Today there was a letter to the editor in the Jordan Times expressing indignation over the treatment of domestic workers in Jordan. I am sad to say, I have ceased to be appalled. Ho hum, dishonor killings of daughters of Jordan continue, why would the daughters of another race be treated any better? The lack of shock meant I even skipped reading this article, which I will now post belatedly.
It is time for Jordan to stop denying cultural racist attitudes for what they are. Even in ranking one another’s importance by skin color.
The continued abuse of domestic workers in Jordan despite recent legislation to protect and promote their rights suggests that the problem is more cultural than legal.
The government amended the Labour Law to extend protection to domestic workers under the legislation and adopted rules to regulate their employment conditions.

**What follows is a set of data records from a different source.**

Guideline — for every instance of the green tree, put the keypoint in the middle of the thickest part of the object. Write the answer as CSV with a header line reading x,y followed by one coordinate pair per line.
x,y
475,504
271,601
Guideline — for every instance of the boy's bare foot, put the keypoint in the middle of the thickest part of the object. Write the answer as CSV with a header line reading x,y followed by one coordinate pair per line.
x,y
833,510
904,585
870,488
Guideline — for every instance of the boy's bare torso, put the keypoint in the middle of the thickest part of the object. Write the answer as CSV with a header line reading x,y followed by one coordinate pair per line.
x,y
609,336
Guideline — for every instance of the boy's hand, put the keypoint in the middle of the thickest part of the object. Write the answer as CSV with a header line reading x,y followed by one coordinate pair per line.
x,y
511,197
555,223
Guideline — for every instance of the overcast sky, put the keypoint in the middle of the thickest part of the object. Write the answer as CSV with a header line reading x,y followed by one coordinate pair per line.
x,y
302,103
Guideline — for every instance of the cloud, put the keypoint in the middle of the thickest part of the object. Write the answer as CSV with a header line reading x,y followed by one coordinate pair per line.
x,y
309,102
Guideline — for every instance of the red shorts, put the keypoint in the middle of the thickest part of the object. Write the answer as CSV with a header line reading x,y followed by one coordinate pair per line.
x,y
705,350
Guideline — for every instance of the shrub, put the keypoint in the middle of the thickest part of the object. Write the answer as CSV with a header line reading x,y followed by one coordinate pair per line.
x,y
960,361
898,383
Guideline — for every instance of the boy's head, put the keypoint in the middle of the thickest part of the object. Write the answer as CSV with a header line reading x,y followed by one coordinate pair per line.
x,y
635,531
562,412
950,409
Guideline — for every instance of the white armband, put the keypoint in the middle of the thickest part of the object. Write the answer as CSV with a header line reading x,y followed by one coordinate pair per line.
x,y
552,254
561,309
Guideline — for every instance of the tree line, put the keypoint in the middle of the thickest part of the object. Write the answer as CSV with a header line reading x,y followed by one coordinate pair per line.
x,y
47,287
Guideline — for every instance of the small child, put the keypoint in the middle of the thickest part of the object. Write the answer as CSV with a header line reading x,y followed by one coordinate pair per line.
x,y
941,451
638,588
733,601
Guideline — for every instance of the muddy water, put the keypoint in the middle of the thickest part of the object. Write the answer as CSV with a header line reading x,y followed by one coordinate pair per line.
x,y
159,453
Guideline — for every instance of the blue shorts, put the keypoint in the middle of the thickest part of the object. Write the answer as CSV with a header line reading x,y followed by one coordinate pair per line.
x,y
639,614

Still, the problem persists with no end in sight due, so it seems, to the cultural perception of domestic helpers as some kind of inferior human beings not entitled to all the basic rights that belong to all mankind.
Calling domestic servants “khadamat” has a certain demeaning tone that demotes their status as human beings.
People who recruit foreign girls and women to employ them as assistants to carry out domestic work at their homes must be made to realise that these fine people are entitled to all the human rights that they themselves enjoy.
Those who abuse domestic workers must be made to comprehend that domestic workers are first and foremost human beings who left their homes and families and came from far away nations in order to help many families in the country with their household chores, including rearing their infants and children.
Unless employers who violate the rights of their domestic helpers are held accountable in a court of law and punished, the crisis is destined to continue unabated.






“Ho hum, dishonor killings of daughters of Jordan continue, why would the daughters of another race be treated any better?” As a Jordanian I would scream Ouch!
The “It is not what you know; it is what you can prove” American way of thinking made them have statistics for everything. The U.S. has numbers for high school dropout, unemployment rate, graduate international students, etc. They need these numbers to improve themselves. Unfortunately, in Jordan we treat our problems by looking into the other direction.
Do we have numbers of domestic workers in Jordan and what is the percentage of them who are treated badly? We need to know because if it reached a certain threshold (I don’t know what number it could be) then we need to act at once.
Sadly, it is ho-hum isn’t it? Jaraad, there are certainly not any statistics and I think you would have widespread challenges even defining what constitutes abuse. Are the employers who control to volume of food their helper can eat abusing them? Does it depend on the amount? How much is enough? Are the ones who are verbally abusive in the category? If so, what constitutes abuse? The arena is rife with subjective judgements that are so culturally ingrained that I’m not even sure where the response would begin… Sigh indeed. We get told often that we treat our helper like she’s a princess. In fact, we treat like (gasp, wait for it) a professional who is providing services in our home. Among those services are chef, babysitter, mother’s helper, and housekeeper. Yet, even so it seems that the expectation is that we should treat her roughly and then she’ll be good to us. How that works exactly, I’m truly not sure. Well, I am sure. It doesn’t work…
Darn it, just lost a long comment. Steam.